Tutela sistematica che appare sempre più urgente alla luce degli effetti del riscaldamento globale sulla regione e sugli ecosistemi marini in particolare. A raccogliere i dati su cosa sta succedendo sotto la superficie del mare nostrum è dedicato il progetto Mare Caldo portato avanti da Greenpeace e il DISTAV dell’Università degli Studi di Genova.

Nelle 12 aree di studio italiane che partecipano al progetto, di cui 11 sono in aree marine protette (AMP), sono “evidenti” gli effetti del riscaldamento dell’acqua, “indipendentemente dalla localizzazione geografica e dal diverso livello di protezione ambientale”, spiega l’ong in un rapporto presentato in occasione della Giornata internazionale del mar Mediterraneo. A subire di più l’impatto della crisi climatica è l’ecosistema marino dell’Isola d’Elba, l’unica area non protetta tra quelle monitorate dal progetto Mare Caldo: “qui le comunità di scogliera sono infatti fortemente dominate da alcune specie e risultano essere meno resilienti alle conseguenze del cambiamento climatico”. Il monitoraggio ha evidenziato anche sbiancamenti diffusi a Capo Milazzo e alle isole Tremiti sulle alghe corallinacee incrostanti e sui madreporari Cladocora coespitosa e Astroides calycularis.

Mentre si registrano presenze sempre più stabili e massicce di specie marine tipiche di acque più calde, come il pesce pappagallo (Sparisoma cretense), il barracuda mediterraneo (Sphyraena viridensis) e il vermocane (Hermodice carunculata), le specie di alghe verdi Caulerpa cylindracea e Caulerpa taxifolia.
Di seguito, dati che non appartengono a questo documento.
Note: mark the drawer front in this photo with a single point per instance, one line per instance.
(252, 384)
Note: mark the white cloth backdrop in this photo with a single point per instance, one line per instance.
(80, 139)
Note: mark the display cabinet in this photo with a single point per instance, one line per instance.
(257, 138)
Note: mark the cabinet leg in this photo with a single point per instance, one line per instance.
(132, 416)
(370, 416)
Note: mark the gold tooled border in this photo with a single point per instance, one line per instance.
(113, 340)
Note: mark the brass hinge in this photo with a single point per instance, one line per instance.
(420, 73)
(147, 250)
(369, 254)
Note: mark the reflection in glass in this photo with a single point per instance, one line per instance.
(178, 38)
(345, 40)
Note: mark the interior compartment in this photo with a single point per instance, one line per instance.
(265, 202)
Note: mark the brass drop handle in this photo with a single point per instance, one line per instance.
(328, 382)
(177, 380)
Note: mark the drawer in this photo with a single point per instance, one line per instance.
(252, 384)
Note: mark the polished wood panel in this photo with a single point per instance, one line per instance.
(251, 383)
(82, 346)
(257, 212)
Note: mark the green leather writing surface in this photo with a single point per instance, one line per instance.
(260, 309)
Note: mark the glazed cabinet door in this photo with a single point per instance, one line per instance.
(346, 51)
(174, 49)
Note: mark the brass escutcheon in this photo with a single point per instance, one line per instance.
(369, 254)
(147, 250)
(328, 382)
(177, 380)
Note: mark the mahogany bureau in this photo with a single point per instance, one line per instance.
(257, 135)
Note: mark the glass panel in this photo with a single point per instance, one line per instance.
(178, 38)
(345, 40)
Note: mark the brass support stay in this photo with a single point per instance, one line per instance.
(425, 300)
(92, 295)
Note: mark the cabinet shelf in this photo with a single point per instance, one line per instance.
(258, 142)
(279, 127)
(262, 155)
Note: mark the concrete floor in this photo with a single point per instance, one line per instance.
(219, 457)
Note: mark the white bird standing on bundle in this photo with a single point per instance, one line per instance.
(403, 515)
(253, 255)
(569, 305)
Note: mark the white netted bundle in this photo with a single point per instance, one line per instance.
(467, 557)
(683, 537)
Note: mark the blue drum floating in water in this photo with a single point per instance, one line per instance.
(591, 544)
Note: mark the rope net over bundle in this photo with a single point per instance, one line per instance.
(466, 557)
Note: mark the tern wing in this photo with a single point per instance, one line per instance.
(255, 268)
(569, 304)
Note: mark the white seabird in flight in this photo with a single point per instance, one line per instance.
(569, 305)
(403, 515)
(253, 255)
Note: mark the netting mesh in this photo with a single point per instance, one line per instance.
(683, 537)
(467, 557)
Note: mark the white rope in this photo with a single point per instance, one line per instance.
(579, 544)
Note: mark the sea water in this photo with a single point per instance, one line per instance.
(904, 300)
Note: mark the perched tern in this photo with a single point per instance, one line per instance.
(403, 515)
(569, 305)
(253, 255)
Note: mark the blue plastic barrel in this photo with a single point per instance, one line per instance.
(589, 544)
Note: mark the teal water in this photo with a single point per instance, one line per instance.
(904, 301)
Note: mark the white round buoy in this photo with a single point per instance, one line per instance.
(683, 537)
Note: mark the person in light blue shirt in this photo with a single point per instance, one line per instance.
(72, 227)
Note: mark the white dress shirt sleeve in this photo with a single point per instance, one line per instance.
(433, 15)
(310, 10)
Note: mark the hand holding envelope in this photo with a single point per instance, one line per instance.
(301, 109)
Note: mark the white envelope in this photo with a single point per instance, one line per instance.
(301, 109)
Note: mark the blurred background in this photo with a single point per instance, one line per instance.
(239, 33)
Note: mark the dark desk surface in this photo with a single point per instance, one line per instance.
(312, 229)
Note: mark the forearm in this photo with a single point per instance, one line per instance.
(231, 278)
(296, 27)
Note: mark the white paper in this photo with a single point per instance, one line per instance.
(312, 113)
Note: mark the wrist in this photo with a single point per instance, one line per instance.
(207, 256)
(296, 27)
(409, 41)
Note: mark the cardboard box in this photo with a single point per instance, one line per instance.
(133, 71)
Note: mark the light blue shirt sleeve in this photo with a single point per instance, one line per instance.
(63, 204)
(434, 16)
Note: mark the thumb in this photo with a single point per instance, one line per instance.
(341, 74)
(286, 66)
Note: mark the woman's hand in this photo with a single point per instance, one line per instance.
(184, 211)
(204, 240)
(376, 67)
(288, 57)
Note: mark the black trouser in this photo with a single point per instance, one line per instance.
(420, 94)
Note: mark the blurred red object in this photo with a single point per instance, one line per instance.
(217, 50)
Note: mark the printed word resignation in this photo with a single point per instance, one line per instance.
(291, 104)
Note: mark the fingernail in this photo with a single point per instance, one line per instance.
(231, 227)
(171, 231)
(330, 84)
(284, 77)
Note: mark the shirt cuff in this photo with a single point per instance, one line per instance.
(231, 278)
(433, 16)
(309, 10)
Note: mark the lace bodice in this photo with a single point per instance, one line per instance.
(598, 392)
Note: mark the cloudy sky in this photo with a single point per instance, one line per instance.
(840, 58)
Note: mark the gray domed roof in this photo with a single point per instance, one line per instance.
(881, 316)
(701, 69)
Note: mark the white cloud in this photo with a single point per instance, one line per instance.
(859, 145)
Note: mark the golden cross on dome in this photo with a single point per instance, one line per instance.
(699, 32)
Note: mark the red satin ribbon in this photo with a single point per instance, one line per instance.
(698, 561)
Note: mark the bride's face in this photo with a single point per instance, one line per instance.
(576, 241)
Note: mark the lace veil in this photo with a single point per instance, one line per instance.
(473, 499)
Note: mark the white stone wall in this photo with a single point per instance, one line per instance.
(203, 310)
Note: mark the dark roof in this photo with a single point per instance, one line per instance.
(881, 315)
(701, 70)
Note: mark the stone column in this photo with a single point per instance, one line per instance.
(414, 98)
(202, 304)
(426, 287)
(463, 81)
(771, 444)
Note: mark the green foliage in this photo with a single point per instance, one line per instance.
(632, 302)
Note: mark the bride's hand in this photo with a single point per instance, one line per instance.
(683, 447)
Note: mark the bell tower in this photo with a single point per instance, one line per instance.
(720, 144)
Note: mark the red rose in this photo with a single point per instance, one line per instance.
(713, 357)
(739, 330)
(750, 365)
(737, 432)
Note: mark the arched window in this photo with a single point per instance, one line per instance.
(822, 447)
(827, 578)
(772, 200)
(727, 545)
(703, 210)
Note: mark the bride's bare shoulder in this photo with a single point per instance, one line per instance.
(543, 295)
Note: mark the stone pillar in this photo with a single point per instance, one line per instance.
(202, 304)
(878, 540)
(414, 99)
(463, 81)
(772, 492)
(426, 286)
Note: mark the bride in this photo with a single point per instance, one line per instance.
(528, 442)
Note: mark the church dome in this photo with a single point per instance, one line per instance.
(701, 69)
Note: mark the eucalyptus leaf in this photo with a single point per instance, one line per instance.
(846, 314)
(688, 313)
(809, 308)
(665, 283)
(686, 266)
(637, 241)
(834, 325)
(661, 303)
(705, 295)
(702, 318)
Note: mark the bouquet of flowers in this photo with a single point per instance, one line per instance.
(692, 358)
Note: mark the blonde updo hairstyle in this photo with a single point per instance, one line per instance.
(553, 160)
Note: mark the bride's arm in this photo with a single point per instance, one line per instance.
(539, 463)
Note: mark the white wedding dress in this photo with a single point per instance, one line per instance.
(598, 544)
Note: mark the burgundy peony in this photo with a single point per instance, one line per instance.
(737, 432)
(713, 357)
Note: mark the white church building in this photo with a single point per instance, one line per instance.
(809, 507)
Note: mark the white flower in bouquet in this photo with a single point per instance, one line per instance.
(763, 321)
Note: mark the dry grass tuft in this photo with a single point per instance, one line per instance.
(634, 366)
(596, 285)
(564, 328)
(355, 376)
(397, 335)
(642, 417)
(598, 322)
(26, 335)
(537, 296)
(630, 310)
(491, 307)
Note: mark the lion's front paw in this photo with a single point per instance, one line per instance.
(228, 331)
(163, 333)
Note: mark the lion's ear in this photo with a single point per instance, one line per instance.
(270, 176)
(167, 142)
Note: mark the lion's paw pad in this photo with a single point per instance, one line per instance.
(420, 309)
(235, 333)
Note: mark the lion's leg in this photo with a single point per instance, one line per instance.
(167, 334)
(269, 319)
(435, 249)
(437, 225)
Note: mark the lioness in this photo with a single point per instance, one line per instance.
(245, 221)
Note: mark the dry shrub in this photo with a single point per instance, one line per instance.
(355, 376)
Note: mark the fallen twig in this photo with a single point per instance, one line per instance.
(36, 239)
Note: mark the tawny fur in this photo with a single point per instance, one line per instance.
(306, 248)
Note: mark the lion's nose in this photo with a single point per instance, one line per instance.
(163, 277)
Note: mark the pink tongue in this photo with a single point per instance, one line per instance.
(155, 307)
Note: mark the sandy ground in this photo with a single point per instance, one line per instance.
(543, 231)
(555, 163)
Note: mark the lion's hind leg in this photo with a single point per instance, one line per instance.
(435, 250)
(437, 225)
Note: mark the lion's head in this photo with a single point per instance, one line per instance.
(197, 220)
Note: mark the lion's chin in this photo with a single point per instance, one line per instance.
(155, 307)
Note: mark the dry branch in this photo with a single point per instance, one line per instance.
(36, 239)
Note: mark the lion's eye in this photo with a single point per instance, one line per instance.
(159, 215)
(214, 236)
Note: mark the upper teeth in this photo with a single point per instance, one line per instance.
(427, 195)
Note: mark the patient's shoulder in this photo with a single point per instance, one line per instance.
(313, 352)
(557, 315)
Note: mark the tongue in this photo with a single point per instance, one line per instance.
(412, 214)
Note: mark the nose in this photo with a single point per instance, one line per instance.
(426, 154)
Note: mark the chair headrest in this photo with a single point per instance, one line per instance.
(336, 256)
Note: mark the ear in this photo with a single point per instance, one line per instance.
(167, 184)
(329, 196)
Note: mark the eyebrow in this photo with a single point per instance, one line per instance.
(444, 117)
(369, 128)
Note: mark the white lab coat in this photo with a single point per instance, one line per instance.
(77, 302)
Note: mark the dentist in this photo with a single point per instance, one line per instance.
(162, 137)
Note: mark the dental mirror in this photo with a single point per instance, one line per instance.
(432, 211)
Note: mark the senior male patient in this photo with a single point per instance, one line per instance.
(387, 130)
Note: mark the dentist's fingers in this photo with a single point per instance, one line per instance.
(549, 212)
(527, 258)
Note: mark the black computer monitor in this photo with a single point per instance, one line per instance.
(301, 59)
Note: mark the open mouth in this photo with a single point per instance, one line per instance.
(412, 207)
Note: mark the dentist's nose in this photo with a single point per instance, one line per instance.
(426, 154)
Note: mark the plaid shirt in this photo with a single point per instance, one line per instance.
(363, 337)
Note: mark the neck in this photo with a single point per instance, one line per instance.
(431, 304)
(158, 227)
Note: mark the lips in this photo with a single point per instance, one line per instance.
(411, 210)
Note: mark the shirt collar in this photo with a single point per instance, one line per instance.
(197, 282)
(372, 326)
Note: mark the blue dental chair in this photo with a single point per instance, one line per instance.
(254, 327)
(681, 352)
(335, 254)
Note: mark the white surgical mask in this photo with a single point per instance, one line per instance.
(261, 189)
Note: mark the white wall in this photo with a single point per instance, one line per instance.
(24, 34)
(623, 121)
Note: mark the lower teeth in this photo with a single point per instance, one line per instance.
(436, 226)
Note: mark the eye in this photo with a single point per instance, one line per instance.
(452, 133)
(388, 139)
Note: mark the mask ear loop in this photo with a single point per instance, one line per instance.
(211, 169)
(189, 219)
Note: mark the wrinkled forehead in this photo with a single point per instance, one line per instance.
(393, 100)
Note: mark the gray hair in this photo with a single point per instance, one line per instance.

“La mitigazione e la corretta gestione delle pressioni locali rappresentano le migliori strategie per aumentare la resilienza degli ecosistemi marini costieri”, afferma Giuseppe Ungherese di Greenpeace. “Laddove non esiste una protezione formale, come nel caso della stazione dell’Isola d’Elba, gli effetti negativi delle anomalie termiche sono ancora più evidenti. Tuttavia, anche le aree protette soffrono il riscaldamento delle acque marine, a riprova che se vogliamo salvare gli ecosistemi marini la riduzione delle emissioni di gas serra per contrastare la crisi climatica non è più rinviabile”.